Peter Nunan General Manager Display Yield Technology Group Applied Materials
Title: A Parallel Yield Universe Applying inline eBeam tools to Accelerate Yield Learning
Abstract: Applied Materials, IncA look back at how the semiconductor industry introduced eBeam technology to enable Moore’s law and how AKT is applying semiconductor SEM yield techniques to accelerate display yield learning.
Humans have always craved information and it has been the sharing of information which has driven the advances in every scientific branch. All human endeavors have improved exponentially tied to the speed at which information can be shared. Traditionally, information was difficult to share and was transmitted via letter carrying couriers and took months to span oceans. Once man entered the electronic age with the telegraph and Alexander Graham Bell’s telephone, information could be shared instantly. With the invention of the transistor by Shockley, Bardeen and Brattain1in 1947 at Bell Laboratories, followed by the invention of the integrated circuit by co-inventors Jack Kilby of TI and Robert Noyce of Fairchild Semiconductor, the information age became truly turbocharged2. The pace of change in the semiconductor industry has been driven by Moore’s law, the observation by Intel cofounder Gordon Moore that the number of transistors in a dense integrated circuit doubles about every two years3.
This doubling of transistors every two years brought about big challenges in device scaling and especially the ability to “yield” the ever increasingly complex integrated circuits. Until the mid ‘80s, if an engineer wanted to observe or measure integrated circuit killing defects under a Scanning Electron Microscope, the silicon wafer on which the IC was fabricated need to be “broken”. In 1984, Hitachi followed rapidly by other suppliers introduced the first “full wafer SEM” making it possible to make sub-µ measurements and analyze in process defects without “breaking the wafer”. In the mid 80’s, IC manufacturers were working on 200mm wafers. Building a vacuum chamber and stage to accommodate 200mm wafers was initially challenging but became common place by the mid 90’s. Full wafer SEMs have enabled all Semiconductor process tools to evaluate improvements, which in turn enabled Moore’s Law. Following the Semi Playbook, AKT has introduced “Full Substrate” SEMs for all display generations from Gen 6 1.5Mx1.85M to Gen 11, 2.94M x 3.37M sized substrates. The Gen 6 & Gen 11 Substrates are ~40 and 140 times the size of today’s 300mm Silicon Wafer respectively!

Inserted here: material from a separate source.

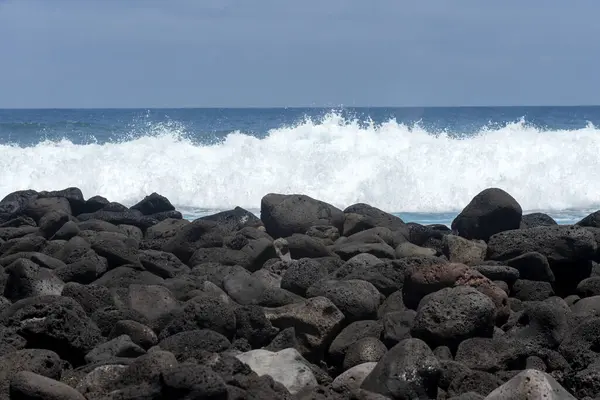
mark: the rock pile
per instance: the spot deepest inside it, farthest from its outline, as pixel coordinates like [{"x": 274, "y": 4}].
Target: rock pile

In this presentation the author will share examples and methods by which full substrate display SEMs are being applied to accelerate the yield learning rate of the display industry and thereby greatly lower manufacturing costs.

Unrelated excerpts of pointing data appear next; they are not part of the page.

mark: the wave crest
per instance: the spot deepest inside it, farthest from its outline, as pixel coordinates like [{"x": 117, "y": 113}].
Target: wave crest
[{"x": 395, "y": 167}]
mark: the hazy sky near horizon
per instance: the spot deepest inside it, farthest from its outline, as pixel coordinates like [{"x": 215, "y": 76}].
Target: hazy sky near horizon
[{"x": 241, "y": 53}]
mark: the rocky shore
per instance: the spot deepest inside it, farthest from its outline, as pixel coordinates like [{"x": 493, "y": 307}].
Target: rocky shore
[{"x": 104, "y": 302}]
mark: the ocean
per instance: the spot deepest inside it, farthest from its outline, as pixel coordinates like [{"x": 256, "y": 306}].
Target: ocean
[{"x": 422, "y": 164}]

1 "The Nobel Prize in Physics 1956". Nobelprize.org 2MINIATURE SEMICONDUCTOR INTEGRATED CIRCUIT Filed May 6. 1959 J. s. KILBY 3,115,581 Dec. 24, 1963 J. s. KILBY 3,115,581 3Gordon E. Moore, “Cramming More Components onto Integrated Circuits,” Electronics, pp. 114–117, April 19, 1965
Bio: Peter D. Nunan is the General Manager of Applied Materials Display Yield Technology Group. He joined Applied Display Group in 2014 with the stated objective of bringing Semiconductor yield methods and equipment to the display industry. YTG’s goal is to enable display manufacturers to develop and produce advanced displays. Prior to joining Applied Display Group, Peter held various positions within the semiconductor industry. Recent Positions are: VP of Varian Semiconductor Technology Development, VP-GM of KLA-Tencor’s Professional Services Division.
Peter holds a Bachelor of Science degree in Engineering Physics and a Master of Science in Electrical Engineering from Lehigh University.